Bahnbrechendes Ergebnis dieser Untersuchungen vom Niedersächsischen Landesamt für Wasserwirtschaft und Küstenschutz (NLWK):
- Zwischen den an den Deichen angetriebenen Teekmengen und der jeweiligen Beweidungsintensität ist kein Zusammenhang erkennbar;
- Weitere Ergebnisse sind sehr unwahrscheinlich. Deshalb werden die Versuche beendet.
Das war auch zu erwarten. Schon 1996 war der von Küstenschützern und Naturschützern besetzte Arbeitskreis Treibsel des MU in Auswertung der vorhandenen Untersuchungen zu folgendem Ergebnis gekommen:
"Die Reduzierung des Aufwuchses der Salzwiesen durch extensive Bewirtschaftung kann die Entstehung von Treibsel nur begrenzt beeinflussen", und weiter: "Eine entscheidende Reduzierung des Treibsels könnte nur durch intensive und großflächige Nutzung erreicht werden."
Ihre Erwartung, eine extensive Nutzung führe zu merklicher Reduzierung des Treibselanfalls und damit zu erheblichen Kosteneinsparungen ist also durch nichts belegt und reines Wunschdenken. Auch neue Versuche werden da nichts bringen.
Eine intensivere Nutzung als bislang, wie Sie Ihnen möglicherweise vorschwebt, wird aber zu einer völligen Artenverarmung in den Salzwiesen führen und verbietet sich in einem Nationalpark. Und auch eine flächendeckende Nutzung der Salzwiesen, wie Sie sie augenscheinlich zwischen Carolinensiel in Ostfriesland bis hin ins Elbe-Weser-Dreieck anstreben, widerspricht dem Kerngedanken eines Nationalparks.

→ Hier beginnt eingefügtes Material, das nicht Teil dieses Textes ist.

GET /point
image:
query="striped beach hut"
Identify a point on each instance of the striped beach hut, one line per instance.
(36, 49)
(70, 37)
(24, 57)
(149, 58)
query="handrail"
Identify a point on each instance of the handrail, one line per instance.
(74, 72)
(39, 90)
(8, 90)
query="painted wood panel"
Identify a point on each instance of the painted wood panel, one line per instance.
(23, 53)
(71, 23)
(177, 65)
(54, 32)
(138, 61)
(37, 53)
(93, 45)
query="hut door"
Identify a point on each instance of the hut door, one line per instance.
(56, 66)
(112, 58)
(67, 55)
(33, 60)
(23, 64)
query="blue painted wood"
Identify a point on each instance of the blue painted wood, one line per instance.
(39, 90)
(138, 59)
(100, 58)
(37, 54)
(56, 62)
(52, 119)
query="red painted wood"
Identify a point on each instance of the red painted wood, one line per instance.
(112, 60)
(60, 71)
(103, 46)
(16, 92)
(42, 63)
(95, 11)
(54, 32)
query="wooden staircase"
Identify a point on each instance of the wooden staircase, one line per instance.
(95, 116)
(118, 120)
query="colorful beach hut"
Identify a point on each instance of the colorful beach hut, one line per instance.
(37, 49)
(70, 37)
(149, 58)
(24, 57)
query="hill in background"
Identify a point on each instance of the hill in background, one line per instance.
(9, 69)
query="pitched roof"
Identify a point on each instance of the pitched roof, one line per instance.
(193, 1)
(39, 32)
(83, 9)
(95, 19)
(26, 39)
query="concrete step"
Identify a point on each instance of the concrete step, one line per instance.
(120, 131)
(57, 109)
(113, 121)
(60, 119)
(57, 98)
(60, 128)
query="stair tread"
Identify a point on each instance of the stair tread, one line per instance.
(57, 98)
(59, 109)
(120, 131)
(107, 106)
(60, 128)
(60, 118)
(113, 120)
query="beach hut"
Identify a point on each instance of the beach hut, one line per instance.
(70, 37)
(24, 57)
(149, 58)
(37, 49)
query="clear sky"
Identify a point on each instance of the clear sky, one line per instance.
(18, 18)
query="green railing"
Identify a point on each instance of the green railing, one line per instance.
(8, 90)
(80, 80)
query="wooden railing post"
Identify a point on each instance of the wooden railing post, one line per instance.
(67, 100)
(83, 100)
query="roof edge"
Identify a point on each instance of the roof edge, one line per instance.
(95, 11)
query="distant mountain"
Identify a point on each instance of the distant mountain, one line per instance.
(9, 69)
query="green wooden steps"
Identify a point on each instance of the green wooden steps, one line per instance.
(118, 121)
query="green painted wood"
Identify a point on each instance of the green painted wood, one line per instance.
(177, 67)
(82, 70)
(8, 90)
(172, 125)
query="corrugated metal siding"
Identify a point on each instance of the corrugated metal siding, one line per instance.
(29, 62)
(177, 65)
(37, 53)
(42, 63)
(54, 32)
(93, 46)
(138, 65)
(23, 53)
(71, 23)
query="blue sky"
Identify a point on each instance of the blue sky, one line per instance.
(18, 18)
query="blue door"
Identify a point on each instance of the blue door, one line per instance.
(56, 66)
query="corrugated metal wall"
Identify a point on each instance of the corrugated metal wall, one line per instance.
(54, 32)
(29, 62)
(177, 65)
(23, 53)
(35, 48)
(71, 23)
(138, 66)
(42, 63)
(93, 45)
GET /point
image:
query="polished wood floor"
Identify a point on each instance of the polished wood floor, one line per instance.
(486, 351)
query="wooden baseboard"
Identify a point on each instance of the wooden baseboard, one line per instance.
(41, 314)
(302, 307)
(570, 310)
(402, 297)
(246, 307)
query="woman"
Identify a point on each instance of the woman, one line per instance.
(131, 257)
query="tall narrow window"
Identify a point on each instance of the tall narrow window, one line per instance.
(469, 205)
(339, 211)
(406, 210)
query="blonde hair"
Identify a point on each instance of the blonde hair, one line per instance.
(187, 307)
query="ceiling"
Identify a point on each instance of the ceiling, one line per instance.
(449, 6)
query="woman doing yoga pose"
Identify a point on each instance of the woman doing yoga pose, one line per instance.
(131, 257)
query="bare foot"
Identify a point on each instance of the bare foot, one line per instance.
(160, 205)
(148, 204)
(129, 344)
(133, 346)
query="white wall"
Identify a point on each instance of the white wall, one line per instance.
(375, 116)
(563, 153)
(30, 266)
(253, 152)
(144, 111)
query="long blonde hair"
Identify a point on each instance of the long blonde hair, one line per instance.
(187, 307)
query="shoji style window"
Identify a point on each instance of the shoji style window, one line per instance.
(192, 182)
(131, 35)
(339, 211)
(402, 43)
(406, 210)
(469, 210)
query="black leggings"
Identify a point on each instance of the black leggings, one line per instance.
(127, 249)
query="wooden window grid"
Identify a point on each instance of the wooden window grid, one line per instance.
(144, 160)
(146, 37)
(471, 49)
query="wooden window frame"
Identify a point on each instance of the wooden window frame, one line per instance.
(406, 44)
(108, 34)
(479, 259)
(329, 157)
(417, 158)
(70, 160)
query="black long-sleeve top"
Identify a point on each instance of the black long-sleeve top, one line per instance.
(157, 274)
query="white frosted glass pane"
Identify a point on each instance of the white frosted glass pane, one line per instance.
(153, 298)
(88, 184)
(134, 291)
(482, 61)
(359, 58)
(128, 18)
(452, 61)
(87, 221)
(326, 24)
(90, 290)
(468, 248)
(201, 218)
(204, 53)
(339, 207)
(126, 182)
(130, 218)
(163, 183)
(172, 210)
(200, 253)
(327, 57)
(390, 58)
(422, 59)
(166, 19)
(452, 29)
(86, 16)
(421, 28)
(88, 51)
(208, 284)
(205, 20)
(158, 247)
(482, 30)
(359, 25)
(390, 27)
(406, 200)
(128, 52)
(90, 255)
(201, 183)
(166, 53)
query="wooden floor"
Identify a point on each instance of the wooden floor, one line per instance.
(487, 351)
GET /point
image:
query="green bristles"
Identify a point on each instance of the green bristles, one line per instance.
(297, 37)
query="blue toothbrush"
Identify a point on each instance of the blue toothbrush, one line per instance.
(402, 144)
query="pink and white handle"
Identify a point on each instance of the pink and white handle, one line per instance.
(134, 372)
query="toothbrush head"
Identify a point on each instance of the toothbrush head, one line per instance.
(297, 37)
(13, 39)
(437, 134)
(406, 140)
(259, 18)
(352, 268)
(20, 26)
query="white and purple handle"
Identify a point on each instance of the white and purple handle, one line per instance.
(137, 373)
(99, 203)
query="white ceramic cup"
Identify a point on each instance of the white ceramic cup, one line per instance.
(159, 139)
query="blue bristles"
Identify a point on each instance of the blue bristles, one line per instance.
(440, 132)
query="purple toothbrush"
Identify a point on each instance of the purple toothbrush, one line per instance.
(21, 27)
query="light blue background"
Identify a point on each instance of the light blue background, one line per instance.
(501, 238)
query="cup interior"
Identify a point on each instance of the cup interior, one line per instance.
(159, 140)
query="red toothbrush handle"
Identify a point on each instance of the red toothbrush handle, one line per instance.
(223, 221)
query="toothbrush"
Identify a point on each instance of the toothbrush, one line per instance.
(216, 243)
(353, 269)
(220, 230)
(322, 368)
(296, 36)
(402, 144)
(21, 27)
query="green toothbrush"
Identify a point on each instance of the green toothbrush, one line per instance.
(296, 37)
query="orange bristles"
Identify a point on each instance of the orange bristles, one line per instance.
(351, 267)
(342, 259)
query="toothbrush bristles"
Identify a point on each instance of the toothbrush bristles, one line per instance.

Nach internationalen Kriterien dient ein Nationalpark zuvorderst dazu, natürliche Entwicklungen zuzulassen, so steht es auch im Nationalparkgesetz und im Bundesnaturschutzgesetz als Zielsetzung für Nationalparke allgemein. Eine großflächige Bewirtschaftung läuft diesen Zielen entgegen und die Elbtalaue hat uns gelehrt, dass Nationalpark und Dauernutzung nicht miteinander vereinbar sind.
Schon jetzt werden fast 50% der Außendeichsflächen im Nationalpark genutzt. Wenn es tatsächlich Ihr Ziel ist, den Einfluss der Nutzung zu untersuchen, dann sollten Sie zunächst mal Unterschiede der Teekmengen in den bisher schon genutzten und ungenutzten Bereichen auswerten.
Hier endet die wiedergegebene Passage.